Der Hagel beschädigte in Heidenau auch einige Dächer.

Auch heute noch einzelne Gewitter möglich

Heute werden nach kühleren Temperaturen am Morgen tagsüber wieder Höchsttemperaturen zwischen 27 und 30 Grad im Binnenland und um die 22 Grad an der See erwartet. Besonders im Süden Niedersachsens könnte es am Nachmittag und Abend erneut Gewitter geben, stellenweise ist Starkregen mit Niederschlagsmengen von bis zu 40 Litern pro Quadratmeter möglich. Der Wind weht an der See mäßig bis frisch aus nordöstlichen Richtungen. Am Mittwoch bleibt es dem DWD zufolge überwiegend sonnig und trocken bei maximal 32 Grad, am Nachmittag sind Schauer und Gewitter möglich.

Nächte sorgen für Abkühlung

Im Gegensatz zum Extremwetter Ende Juni mit Temperaturen bis zu 40 Grad und tropisch-heißen Nächten kühlt es in den kommenden Tagen nachts deutlich ab. In der Nacht von Dienstag auf Mittwoch werden 16 bis 13 Grad erwartet. Und auch im Laufe der Woche soll es so weitergehen.

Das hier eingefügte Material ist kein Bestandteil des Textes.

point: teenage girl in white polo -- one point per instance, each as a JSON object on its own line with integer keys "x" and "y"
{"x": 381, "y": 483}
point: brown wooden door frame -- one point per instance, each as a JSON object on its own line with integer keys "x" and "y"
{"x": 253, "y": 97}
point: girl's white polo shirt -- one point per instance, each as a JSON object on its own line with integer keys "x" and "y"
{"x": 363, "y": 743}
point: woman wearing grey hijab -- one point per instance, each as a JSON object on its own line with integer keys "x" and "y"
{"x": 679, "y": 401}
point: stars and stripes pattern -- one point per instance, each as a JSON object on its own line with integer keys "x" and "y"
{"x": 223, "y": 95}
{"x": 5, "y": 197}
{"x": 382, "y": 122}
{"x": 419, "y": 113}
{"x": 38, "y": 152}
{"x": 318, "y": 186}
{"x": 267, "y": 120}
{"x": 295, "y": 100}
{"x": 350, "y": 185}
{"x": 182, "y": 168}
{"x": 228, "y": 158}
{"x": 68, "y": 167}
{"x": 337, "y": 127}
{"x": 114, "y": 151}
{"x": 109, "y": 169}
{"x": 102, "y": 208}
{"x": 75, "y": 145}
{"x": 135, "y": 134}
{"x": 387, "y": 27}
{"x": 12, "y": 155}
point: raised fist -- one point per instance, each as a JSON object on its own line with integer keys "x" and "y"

So können Sie sich bei Hitze schützen

Wetterexperte Martin Gudd vom ARD-Wetterkompetenzzentrum rät, sich möglichst nicht in der Sonne aufzuhalten und stattdessen den Schatten zu suchen. "Die Menschen müssen viel mehr trinken als normal. Das wird gern von älteren Personen vergessen", sagte Gudd. Sein Plädoyer: Die Fenster öffnen und versuchen, für Durchzug zu sorgen - gegebenenfalls zusätzlich mit Ventilatoren. Von der Option "Fenster zu und nasse Handtücher aufhängen" rät er strikt ab. "Wenn man die Räume zumacht, erkauft man sich Feuchtigkeit. Das ist vor allem für ältere Menschen potenziell tödlich", so Gudd. "Es gibt nichts Schlimmeres als Wärme und Feuchtigkeit in einem Raum."